Hyperfine structure of the photoexcited triplet state 3P680 in plant PS II reaction centres as determined by pulse ENDOR spectroscopy.

The triplet states in plant photosystem II (PS II), 3P680, and from chlorophyll a, 3Chl a, in organic solution have been investigated using pulse ENDOR combined with repetitive laser excitation at cryogenic temperature with the aim to obtain their hyperfine (hf) structure. The large zero field splitting (ZFS) tensor of 3P680 enabled orientation selection via the electron spin resonance (EPR) field setting along the ZFS tensor axes. ENDOR spectra have been obtained for the first time also for the in-plane X- and Y-orientations of the ZFS tensor. This allowed a full determination of the hf-tensors of the three methine protons and one methyl group of 3P680. Based on the orientations of the axes of these hf-tensors, a unique orientation of the axes of the ZFS tensor of 3P680 in the Chl a molecular frame was obtained. These data serve as a structural basis for determining the orientation of 3P680 in the PS II protein complex by EPR on single crystals (see M. Kammel et al. in this issue). The data obtained represent the first complete set of the larger hf-tensors of the triplet state 3P680. They reflect the spin density distribution both in the highest occupied (HOMO) and lowest unoccupied (LUMO) orbitals.

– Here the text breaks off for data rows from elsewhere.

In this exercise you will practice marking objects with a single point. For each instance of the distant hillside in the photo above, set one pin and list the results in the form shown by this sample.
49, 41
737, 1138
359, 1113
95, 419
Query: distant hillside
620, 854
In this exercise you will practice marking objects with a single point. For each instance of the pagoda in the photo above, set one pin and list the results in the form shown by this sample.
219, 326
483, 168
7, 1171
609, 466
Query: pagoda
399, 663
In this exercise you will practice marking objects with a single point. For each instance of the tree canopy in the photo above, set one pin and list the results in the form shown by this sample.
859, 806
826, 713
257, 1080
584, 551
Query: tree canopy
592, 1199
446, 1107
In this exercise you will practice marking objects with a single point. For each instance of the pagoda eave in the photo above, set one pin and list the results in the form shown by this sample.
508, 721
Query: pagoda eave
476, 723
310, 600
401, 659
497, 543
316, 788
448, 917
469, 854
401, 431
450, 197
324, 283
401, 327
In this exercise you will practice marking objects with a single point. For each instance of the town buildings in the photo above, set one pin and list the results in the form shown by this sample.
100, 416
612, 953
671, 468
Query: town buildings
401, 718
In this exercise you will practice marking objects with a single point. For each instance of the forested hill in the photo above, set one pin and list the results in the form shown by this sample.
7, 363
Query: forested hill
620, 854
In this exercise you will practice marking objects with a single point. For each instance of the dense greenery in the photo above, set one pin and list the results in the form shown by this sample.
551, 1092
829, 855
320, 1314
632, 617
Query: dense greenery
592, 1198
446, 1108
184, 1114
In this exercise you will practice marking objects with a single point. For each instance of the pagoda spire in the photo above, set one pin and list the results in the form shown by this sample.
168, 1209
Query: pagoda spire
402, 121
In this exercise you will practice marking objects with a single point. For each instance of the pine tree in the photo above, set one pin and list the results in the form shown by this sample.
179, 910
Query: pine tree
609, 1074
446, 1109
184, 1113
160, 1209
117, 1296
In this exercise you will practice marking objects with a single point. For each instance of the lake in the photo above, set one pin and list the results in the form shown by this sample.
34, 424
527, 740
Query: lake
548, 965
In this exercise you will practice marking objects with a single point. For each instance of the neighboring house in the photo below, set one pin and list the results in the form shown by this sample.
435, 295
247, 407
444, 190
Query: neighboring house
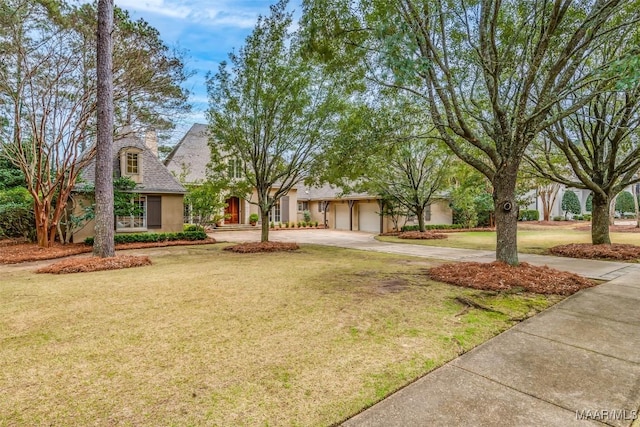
357, 212
158, 193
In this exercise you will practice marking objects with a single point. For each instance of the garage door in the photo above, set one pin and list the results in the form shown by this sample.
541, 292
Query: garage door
342, 216
368, 217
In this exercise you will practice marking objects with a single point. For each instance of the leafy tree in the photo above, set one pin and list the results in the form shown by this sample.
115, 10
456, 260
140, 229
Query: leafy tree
570, 203
601, 144
489, 72
272, 113
47, 111
624, 203
103, 241
48, 95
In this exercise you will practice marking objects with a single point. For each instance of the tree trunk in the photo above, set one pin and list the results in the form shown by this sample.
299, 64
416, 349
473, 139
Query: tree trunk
600, 220
636, 208
420, 215
506, 210
104, 245
264, 235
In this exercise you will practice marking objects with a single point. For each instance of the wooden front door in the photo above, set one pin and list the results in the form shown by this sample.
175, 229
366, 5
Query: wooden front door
232, 211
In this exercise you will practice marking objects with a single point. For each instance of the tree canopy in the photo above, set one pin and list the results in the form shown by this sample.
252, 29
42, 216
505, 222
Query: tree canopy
489, 72
271, 113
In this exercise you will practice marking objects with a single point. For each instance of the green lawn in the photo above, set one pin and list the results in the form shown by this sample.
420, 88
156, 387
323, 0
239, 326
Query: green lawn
206, 337
529, 241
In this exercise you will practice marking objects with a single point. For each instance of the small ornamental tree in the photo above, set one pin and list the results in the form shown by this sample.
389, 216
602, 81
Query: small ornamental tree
570, 204
624, 203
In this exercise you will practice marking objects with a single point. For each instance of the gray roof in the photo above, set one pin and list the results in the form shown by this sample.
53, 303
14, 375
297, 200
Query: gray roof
155, 176
191, 155
328, 192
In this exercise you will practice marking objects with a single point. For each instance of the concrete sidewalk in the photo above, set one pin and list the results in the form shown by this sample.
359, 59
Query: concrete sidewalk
576, 364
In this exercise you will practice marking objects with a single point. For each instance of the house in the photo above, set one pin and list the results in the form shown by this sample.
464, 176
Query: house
327, 205
158, 194
360, 211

The data clearly confirm that 3P680 is a monomeric Chl a species at low temperature (T=10 K) used, as has been proposed earlier based on D- and E-values obtained from EPR and optically detected magnetic resonance (ODMR) studies. Comparison with the hf data for the cation and anion radicals of Chl a indicates a redistribution of spin densities in particular for the LUMO orbital of the triplet states. The electron spin distribution in the LUMO orbital is of special interest since it harbours the excited electron in the excited P680 singlet state, from which light-induced electron transfer proceeds. Observed shifts of hf couplings from individual nuclei of 3P680 as compared with 3Chl a in organic solution are of special interest, since they indicate specific protein interactions, e.g. hydrogen bonding, which might be used in future studies for assigning 3P680 to a particular chlorophyll molecule in PS II.